Esta iniciativa é liderada pelo Hospital Israelita Albert Einstein, em colaboração com a Secretaria de Vigilância em Saúde e Ambiente (SVSA), como parte do Programa de Apoio ao Desenvolvimento Institucional do Sistema Único de Saúde (Proadi-SUS), do Ministério da Saúde.
O Aptra Lobo, que também busca unificar o protocolo de atendimento para a lobomicose, já demonstra avanços significativos: mais da metade dos participantes observou uma melhora em suas lesões.
O regime terapêutico emprega o itraconazol, um antifúngico acessível via SUS, com dosagens personalizadas para cada indivíduo.
Para além da abordagem clínica, a iniciativa expande o acesso ao diagnóstico em regiões distantes, facilitando a execução de biópsias e exames laboratoriais localmente, o monitoramento e tratamento da doença, e a realização de procedimentos cirúrgicos para remoção de lesões em situações específicas.
Conforme explicado pelo doutor João Nobrega de Almeida Júnior, infectologista e patologista clínico do Hospital Israelita Albert Einstein, as equipes locais desempenham um papel fundamental no projeto:
“São esses profissionais que identificam os pacientes, realizam o diagnóstico e aplicam o tratamento seguindo as orientações estabelecidas pelo projeto”, declarou o infectologista à Agência Brasil.
O especialista destaca que o acesso desafiador às comunidades ribeirinhas, devido à vasta extensão e à complexidade geográfica da área, representa um obstáculo para o acompanhamento trimestral dos pacientes, que é realizado com o suporte de centros de referência em Rio Branco, Manaus e Porto Velho.
“A acessibilidade é um impedimento considerável. Contamos com auxílio para os custos de transporte dos pacientes e organizamos expedições para chegar àqueles que residem em áreas mais isoladas e de difícil alcance”, informou.
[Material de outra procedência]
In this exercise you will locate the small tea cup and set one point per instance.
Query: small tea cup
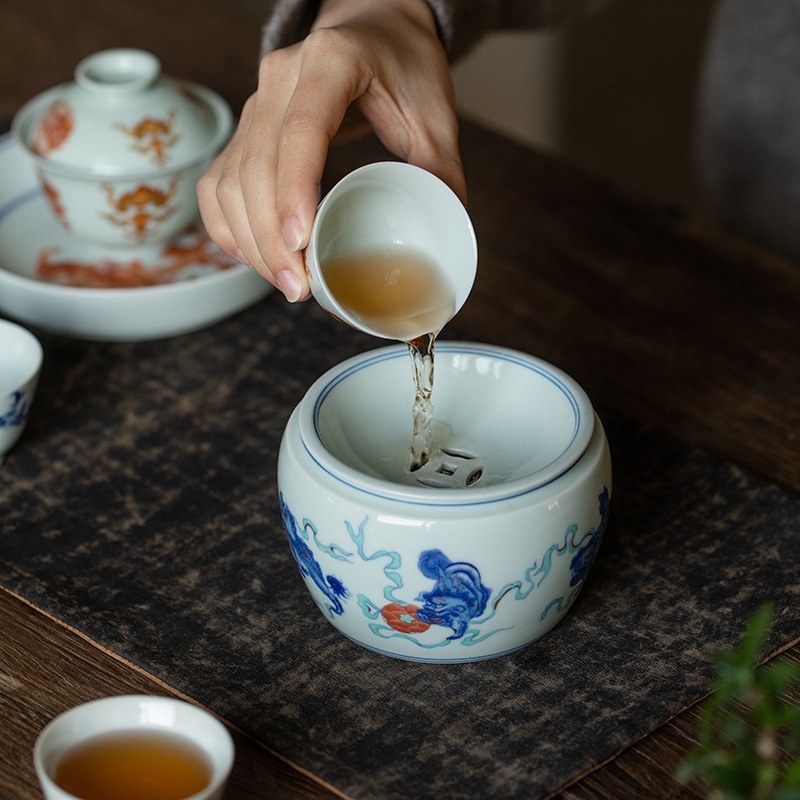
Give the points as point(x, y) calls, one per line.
point(91, 722)
point(119, 150)
point(478, 553)
point(405, 221)
point(20, 363)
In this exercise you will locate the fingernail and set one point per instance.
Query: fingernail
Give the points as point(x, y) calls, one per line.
point(292, 234)
point(290, 285)
point(240, 256)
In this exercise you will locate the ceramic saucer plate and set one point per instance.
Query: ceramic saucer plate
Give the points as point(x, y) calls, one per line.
point(63, 284)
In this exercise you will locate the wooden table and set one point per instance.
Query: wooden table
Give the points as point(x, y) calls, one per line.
point(714, 329)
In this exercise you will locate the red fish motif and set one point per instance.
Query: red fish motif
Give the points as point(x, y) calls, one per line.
point(153, 137)
point(136, 211)
point(195, 249)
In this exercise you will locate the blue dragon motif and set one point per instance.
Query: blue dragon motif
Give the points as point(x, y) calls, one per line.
point(329, 585)
point(582, 561)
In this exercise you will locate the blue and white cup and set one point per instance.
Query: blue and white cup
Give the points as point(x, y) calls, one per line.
point(20, 363)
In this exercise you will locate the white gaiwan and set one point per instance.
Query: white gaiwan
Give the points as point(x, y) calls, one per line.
point(119, 151)
point(483, 550)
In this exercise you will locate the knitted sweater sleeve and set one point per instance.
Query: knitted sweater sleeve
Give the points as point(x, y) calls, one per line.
point(461, 22)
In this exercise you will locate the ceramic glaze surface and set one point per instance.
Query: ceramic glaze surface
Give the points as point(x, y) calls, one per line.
point(446, 575)
point(71, 286)
point(134, 713)
point(20, 363)
point(118, 152)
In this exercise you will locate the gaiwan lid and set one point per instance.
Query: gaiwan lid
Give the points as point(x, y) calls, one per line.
point(122, 116)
Para o senhor Augusto, o tratamento resultou em uma redução notável das lesões provocadas pela doença.
“Atualmente, sinto-me mais calmo, pois há menos nódulos no meu rosto, e estou mais aliviado da aflição que sentia”, afirmou o seringueiro, que prossegue com o tratamento e restabeleceu os laços familiares.
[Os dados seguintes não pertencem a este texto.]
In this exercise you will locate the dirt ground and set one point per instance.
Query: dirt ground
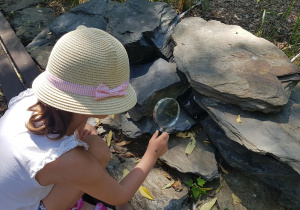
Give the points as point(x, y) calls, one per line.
point(245, 13)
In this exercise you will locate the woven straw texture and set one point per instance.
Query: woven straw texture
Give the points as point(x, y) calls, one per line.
point(87, 56)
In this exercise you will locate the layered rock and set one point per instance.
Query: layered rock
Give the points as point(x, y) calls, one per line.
point(230, 64)
point(200, 162)
point(264, 167)
point(168, 199)
point(277, 135)
point(152, 82)
point(143, 27)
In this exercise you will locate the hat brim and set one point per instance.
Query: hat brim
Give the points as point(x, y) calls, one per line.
point(81, 104)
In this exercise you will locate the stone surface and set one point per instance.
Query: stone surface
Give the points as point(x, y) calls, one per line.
point(143, 27)
point(152, 82)
point(274, 134)
point(146, 125)
point(188, 104)
point(263, 167)
point(41, 55)
point(70, 21)
point(200, 162)
point(230, 64)
point(29, 22)
point(167, 199)
point(16, 5)
point(89, 14)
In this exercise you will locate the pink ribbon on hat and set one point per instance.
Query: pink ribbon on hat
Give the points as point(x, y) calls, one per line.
point(99, 92)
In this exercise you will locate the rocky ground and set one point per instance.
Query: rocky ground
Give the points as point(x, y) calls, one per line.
point(252, 193)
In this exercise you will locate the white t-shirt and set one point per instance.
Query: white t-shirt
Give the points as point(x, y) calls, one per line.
point(23, 154)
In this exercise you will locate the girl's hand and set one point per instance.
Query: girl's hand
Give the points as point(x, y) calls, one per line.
point(158, 145)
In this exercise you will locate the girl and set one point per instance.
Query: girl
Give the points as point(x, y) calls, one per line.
point(49, 155)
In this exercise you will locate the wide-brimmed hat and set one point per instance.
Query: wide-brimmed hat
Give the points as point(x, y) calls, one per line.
point(87, 73)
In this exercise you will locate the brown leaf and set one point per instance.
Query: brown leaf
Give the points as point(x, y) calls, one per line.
point(177, 186)
point(123, 143)
point(236, 199)
point(119, 150)
point(224, 171)
point(167, 175)
point(129, 154)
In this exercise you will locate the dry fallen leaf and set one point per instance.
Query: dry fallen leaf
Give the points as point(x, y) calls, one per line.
point(129, 154)
point(191, 146)
point(224, 171)
point(167, 176)
point(219, 188)
point(239, 119)
point(185, 135)
point(177, 186)
point(236, 199)
point(108, 139)
point(168, 185)
point(123, 143)
point(137, 160)
point(208, 205)
point(97, 120)
point(125, 172)
point(145, 192)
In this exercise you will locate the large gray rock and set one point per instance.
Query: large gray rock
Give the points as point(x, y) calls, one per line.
point(29, 22)
point(275, 134)
point(230, 64)
point(167, 199)
point(11, 6)
point(263, 167)
point(152, 82)
point(201, 161)
point(70, 21)
point(41, 55)
point(89, 14)
point(143, 27)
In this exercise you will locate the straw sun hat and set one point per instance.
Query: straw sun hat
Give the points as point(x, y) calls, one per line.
point(87, 73)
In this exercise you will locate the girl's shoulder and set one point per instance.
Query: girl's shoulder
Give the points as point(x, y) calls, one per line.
point(73, 165)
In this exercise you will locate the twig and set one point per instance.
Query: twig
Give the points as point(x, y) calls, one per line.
point(183, 14)
point(294, 58)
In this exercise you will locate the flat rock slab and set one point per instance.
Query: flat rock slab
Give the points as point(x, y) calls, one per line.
point(152, 82)
point(146, 125)
point(201, 161)
point(265, 168)
point(168, 199)
point(232, 65)
point(29, 22)
point(11, 6)
point(143, 28)
point(277, 134)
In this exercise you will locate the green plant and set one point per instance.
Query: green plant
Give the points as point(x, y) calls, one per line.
point(262, 24)
point(197, 188)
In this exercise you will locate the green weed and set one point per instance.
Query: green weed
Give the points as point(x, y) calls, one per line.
point(197, 188)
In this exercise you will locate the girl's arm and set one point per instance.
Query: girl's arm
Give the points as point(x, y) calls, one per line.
point(82, 170)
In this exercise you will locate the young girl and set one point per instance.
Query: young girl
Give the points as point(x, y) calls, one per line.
point(49, 155)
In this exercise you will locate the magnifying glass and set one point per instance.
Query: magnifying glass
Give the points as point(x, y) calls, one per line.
point(166, 113)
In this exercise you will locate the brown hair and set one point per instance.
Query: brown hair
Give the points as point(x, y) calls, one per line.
point(47, 120)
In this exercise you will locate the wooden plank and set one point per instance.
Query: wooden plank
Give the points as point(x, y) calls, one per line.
point(9, 80)
point(23, 62)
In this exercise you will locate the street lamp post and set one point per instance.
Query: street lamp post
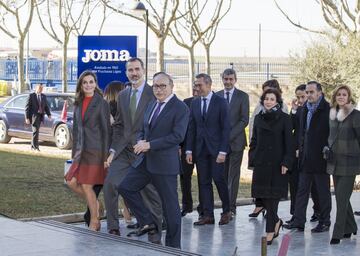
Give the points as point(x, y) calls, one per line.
point(141, 7)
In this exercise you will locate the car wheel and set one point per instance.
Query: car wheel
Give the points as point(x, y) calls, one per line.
point(63, 137)
point(4, 137)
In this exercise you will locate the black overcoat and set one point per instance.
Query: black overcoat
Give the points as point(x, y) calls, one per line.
point(271, 146)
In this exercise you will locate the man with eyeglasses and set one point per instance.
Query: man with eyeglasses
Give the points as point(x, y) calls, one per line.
point(132, 103)
point(164, 127)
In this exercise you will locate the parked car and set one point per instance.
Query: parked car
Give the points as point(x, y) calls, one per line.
point(12, 120)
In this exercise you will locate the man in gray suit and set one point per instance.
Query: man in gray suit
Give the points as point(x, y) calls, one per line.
point(164, 128)
point(239, 118)
point(132, 103)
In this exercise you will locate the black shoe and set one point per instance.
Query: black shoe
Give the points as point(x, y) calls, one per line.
point(314, 218)
point(184, 212)
point(291, 220)
point(320, 228)
point(255, 214)
point(334, 241)
point(292, 225)
point(133, 226)
point(349, 235)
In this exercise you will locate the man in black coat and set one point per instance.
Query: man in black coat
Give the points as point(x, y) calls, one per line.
point(312, 137)
point(35, 109)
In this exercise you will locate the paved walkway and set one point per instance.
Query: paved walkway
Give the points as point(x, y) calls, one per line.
point(54, 238)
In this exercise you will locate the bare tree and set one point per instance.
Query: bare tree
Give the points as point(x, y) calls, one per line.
point(162, 15)
point(63, 18)
point(209, 36)
point(343, 16)
point(21, 12)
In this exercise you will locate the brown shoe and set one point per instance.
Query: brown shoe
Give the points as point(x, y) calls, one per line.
point(225, 218)
point(204, 220)
point(115, 232)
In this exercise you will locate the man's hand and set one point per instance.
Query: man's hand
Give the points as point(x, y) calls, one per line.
point(109, 160)
point(141, 147)
point(221, 158)
point(189, 158)
point(284, 169)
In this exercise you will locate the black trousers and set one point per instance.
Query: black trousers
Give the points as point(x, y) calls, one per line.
point(294, 184)
point(271, 205)
point(35, 126)
point(322, 182)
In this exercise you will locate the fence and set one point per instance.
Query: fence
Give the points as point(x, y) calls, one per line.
point(249, 74)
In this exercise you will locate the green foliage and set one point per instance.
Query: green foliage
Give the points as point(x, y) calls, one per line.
point(330, 62)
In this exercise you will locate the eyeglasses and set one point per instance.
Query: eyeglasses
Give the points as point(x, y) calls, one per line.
point(159, 86)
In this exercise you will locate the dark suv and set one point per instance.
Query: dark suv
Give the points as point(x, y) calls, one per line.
point(12, 120)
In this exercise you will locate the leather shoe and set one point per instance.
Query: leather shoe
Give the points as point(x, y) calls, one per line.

“Mas não estou curado, não é? Não se pode garantir 100%. O que importa é que o período em que vivia isolado em casa, sem vontade de sair, ficou para trás. Essa situação de viver recluso por causa de uma doença é algo muito difícil e compromete a vida. Contudo, hoje me sinto mais livre, por assim dizer”, declarou.
Lançamento de manual
Em dezembro do ano anterior, o projeto introduziu um manual que oferece recursos práticos para aprimorar o diagnóstico, o tratamento e a prevenção da lobomicose, além de reforçar a habilidade de atender e cuidar das comunidades afetadas.
“Este manual representa o primeiro documento de apoio ao diagnóstico e tratamento da doença, constituindo um marco significativo para uma enfermidade tão antiga e cronicamente negligenciada”, pontuou o infectologista.
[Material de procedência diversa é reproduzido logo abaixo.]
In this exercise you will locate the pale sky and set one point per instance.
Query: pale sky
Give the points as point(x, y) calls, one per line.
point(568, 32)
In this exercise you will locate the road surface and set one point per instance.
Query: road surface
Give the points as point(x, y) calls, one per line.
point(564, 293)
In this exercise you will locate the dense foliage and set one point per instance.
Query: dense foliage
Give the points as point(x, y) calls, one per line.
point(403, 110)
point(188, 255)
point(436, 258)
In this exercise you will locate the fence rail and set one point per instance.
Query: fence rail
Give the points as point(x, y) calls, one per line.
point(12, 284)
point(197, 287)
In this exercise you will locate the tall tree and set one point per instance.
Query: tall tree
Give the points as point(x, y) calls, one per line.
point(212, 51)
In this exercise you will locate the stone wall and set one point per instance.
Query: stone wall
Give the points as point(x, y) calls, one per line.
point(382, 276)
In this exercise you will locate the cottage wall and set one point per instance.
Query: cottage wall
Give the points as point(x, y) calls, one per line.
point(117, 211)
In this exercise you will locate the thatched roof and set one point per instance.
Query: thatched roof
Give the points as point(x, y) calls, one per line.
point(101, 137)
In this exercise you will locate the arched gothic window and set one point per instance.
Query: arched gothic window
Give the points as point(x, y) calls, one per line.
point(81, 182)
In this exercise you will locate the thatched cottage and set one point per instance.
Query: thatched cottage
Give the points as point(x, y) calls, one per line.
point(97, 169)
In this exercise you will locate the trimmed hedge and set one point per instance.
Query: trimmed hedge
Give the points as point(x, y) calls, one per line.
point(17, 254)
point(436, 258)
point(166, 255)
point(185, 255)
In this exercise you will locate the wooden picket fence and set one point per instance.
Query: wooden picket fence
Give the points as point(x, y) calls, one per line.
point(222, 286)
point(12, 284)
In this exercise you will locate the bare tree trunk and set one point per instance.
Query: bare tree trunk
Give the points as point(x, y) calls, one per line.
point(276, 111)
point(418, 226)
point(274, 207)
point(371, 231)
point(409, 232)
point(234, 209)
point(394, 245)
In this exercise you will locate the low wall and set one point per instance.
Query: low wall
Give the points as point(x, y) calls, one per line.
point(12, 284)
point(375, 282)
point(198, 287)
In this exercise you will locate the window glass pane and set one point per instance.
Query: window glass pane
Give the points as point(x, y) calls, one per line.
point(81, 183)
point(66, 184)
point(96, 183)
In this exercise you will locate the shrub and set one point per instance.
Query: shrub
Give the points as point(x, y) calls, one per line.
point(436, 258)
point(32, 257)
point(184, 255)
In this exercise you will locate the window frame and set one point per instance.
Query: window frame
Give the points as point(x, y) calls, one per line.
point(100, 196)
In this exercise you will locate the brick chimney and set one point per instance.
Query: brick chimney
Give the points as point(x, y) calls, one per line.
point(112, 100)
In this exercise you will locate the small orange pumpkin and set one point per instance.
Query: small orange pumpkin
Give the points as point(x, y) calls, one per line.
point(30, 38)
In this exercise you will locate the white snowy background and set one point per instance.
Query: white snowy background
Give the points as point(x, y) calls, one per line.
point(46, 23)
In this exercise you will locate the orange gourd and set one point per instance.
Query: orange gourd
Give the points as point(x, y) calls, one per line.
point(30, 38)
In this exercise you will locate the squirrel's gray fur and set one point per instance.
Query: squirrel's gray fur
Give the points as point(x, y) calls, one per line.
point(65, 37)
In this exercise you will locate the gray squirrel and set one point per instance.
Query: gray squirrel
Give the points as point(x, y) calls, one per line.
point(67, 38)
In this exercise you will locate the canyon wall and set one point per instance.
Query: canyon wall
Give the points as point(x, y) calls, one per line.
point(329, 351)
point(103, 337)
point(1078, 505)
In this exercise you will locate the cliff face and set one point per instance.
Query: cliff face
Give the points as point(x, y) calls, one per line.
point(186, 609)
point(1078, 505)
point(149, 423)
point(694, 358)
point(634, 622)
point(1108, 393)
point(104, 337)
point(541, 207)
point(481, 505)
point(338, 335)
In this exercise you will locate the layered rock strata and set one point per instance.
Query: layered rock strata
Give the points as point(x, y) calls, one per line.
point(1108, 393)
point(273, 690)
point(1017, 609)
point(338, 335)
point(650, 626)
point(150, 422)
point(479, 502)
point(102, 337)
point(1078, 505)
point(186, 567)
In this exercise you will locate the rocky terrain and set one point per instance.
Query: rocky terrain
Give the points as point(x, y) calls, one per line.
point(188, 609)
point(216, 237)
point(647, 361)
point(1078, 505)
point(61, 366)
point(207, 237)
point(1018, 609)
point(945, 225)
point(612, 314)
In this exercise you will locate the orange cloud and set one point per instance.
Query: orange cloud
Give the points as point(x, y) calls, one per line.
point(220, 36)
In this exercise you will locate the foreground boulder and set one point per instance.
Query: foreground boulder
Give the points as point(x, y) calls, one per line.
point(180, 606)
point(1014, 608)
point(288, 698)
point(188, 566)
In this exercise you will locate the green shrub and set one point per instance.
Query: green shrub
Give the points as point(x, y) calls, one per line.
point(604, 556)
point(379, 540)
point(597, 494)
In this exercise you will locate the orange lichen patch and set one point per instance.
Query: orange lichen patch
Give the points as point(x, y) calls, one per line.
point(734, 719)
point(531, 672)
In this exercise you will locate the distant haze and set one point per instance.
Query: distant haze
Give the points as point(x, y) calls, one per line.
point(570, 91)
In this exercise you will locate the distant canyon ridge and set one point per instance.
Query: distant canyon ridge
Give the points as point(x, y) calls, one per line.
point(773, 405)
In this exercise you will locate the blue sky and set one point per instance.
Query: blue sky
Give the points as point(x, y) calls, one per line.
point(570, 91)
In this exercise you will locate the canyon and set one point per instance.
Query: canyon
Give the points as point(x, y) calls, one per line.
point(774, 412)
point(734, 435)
De acordo com Almeida Jr., as etapas seguintes preveem a criação de um documento mais abrangente, como um Protocolo Clínico e Diretrizes Terapêuticas (PCDT), com previsão de lançamento para 2026.
“Concluiremos a análise dos dados coletados do acompanhamento dos pacientes tratados com itraconazol, com o objetivo de elaborar um PCDT e debater a continuidade do projeto, que incluirá ações para garantir um legado duradouro no tratamento adequado dos pacientes. Nossa expectativa é seguir empenhados para que a Doença de Jorge Lobo deixe de ser classificada como uma doença negligenciada”, finalizou.